Titled 'Unconscious Bias, Diversity, Inclusion & ESG: Investors' Expectations & Board's Role in it All', the panel discussion explored the steps organisations can take to open themselves to be more diverse, including challenging bias, and how investor demands are forcing the pace of change.
"Institutional investors expect diversity and inclusion at all levels and if they don't see it, it raises the obvious question of why it isn't happening," said David Salmon, president of Laurel Hill Advisory Group.
"From a regulatory perspective, the Canadian Business Corporations Act is expanding to diversity from gender to include visible minorities, people with disabilities and aboriginal people. The trend is to go beyond one and done. Many institutional investors seek a minimum three, or 30%, women on boards to achieve critical mass and if it is not achieved or not defined how it will be achieved, they will withhold voting."
Jill Nelson, a professional recruiter and owner at Brooks & Nelson, said the goal was to make the unconscious conscious so people were self-aware of their unconscious bias and could therefore take steps to mitigate its potentially negative effects.

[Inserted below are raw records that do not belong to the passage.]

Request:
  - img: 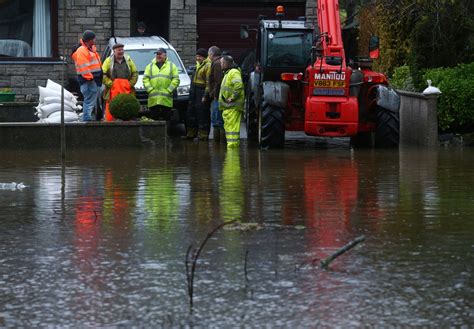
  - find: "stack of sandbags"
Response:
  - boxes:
[36,79,82,123]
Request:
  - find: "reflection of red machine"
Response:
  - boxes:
[74,194,102,274]
[303,157,358,248]
[244,1,400,149]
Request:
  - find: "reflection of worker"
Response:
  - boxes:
[143,170,179,221]
[102,43,138,121]
[71,30,102,122]
[219,55,244,148]
[133,21,148,37]
[184,48,211,141]
[220,149,243,221]
[143,48,180,122]
[205,46,225,144]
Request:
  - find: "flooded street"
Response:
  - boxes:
[1,135,473,327]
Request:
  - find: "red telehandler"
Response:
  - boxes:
[241,1,400,148]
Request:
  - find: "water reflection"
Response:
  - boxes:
[141,169,180,222]
[0,145,473,327]
[303,155,358,249]
[220,149,244,221]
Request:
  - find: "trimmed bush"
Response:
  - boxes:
[109,93,140,121]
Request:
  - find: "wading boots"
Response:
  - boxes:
[182,127,197,140]
[193,130,209,142]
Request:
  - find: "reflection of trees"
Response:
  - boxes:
[395,149,473,236]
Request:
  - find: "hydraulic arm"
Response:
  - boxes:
[304,0,358,137]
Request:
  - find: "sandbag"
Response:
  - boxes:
[41,111,80,123]
[36,102,76,118]
[376,85,400,112]
[41,96,78,110]
[46,79,77,104]
[38,86,77,105]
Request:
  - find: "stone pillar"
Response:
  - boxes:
[306,0,318,28]
[169,0,197,67]
[398,90,439,147]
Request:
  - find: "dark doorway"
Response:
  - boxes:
[198,1,306,63]
[130,0,170,39]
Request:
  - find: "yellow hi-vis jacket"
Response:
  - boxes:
[143,58,180,108]
[218,67,244,112]
[193,58,211,88]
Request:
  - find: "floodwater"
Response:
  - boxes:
[1,134,473,327]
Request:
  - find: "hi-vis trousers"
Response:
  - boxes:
[222,109,242,148]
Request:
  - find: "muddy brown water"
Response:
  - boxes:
[1,135,473,326]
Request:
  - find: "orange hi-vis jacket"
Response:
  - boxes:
[72,39,102,84]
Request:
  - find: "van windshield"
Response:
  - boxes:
[126,49,185,74]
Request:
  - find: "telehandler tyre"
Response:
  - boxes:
[245,89,258,142]
[259,104,285,149]
[375,107,399,148]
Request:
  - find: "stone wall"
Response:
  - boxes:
[169,0,197,67]
[0,121,167,148]
[398,90,439,147]
[305,0,318,27]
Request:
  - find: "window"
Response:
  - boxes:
[0,0,52,58]
[266,30,313,68]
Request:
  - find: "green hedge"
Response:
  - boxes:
[390,65,415,91]
[391,62,474,132]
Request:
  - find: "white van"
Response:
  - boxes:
[102,36,191,122]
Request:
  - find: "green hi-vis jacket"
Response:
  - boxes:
[219,67,244,112]
[102,54,138,101]
[143,58,180,108]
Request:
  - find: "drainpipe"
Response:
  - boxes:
[111,0,115,38]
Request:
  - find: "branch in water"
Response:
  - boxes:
[320,235,366,269]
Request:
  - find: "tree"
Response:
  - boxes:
[366,0,474,84]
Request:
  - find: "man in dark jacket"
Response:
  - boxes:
[132,21,148,37]
[204,46,225,143]
[183,48,211,141]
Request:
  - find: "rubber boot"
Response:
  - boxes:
[219,128,227,144]
[194,130,209,142]
[182,127,197,140]
[213,127,220,143]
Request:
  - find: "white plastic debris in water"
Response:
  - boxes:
[423,80,442,95]
[0,182,27,190]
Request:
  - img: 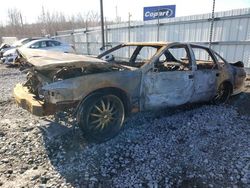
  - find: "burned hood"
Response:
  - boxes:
[17,48,114,70]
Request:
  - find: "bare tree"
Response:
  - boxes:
[87,11,100,27]
[7,8,22,27]
[0,7,114,40]
[6,8,25,37]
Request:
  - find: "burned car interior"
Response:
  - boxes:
[99,43,220,72]
[155,45,220,72]
[191,45,219,70]
[99,44,193,71]
[155,45,192,72]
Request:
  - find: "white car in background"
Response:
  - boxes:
[2,39,75,65]
[0,38,41,60]
[12,38,41,48]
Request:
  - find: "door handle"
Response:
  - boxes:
[188,74,194,79]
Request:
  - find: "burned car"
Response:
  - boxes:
[13,42,246,141]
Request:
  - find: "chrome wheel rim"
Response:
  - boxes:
[87,95,124,131]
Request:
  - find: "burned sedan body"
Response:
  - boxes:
[13,42,246,141]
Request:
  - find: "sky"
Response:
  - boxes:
[0,0,250,24]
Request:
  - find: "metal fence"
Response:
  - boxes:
[54,8,250,67]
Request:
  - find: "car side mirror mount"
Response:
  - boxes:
[104,54,114,62]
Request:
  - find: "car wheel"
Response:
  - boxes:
[213,82,232,104]
[77,93,125,142]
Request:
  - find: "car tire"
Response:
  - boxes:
[77,93,125,142]
[213,82,232,104]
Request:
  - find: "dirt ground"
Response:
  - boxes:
[0,64,249,188]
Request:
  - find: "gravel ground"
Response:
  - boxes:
[0,64,249,188]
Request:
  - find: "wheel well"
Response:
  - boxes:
[79,87,131,116]
[221,81,233,94]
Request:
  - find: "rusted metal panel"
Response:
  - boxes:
[142,71,194,110]
[42,70,142,106]
[191,70,217,102]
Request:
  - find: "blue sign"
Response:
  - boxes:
[143,5,176,21]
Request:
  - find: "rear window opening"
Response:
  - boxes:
[191,46,218,70]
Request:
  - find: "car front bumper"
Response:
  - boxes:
[13,84,45,116]
[13,84,77,116]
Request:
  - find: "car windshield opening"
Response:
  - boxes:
[100,45,160,68]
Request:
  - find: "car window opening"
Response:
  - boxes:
[191,46,218,70]
[100,45,160,68]
[155,45,191,72]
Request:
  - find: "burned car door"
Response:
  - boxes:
[142,44,195,110]
[190,45,219,102]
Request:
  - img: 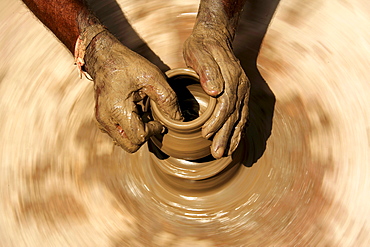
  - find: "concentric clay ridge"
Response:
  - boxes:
[150,68,215,160]
[148,68,245,181]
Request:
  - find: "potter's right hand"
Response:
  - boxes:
[84,31,182,153]
[183,28,250,159]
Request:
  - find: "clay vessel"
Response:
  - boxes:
[150,68,216,161]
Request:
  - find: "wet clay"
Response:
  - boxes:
[149,68,216,161]
[100,96,335,246]
[2,0,370,246]
[82,24,182,153]
[183,0,250,158]
[149,68,247,180]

"Unconscious bias can create certain barriers and prevents people working together efficiently," she said.
"It is fundamentally a lack of trust which manifests itself through micro aggressions that have a major impact on someone else. As a result, companies end up settling for good enough rather than best results."
For Resa Furey, marketing and business development at Stantec, the key is cultivating behaviours which make people feel they are welcome in a group so they can contribute fully to workplace success. "You want to bring your whole self to work, not an edited version. No one wants to go to work and feel like an outsider. [In an inclusive environment] people will be more productive and much more likely to stay," she said.
For smaller companies such as junior explorers which may not have human resource professionals, creating an inclusive environment and improve diversity requires leadership from senior management and the board.
"Leaders need to be self-aware to stop and think to ensure decisions are based on facts and evidence," said Nelson.
"They need to be openminded to what diversity can bring to the table, change processes and systems and anticipate where bias may impact decisions. Write good job descriptions that get rid of gendered language and limit the list of qualities to those that are absolutely necessary as women will not apply for a job unless they tick all the boxes.
"Avoid asking salary history as if the candidate is underpaid you are perpetuating that inequality."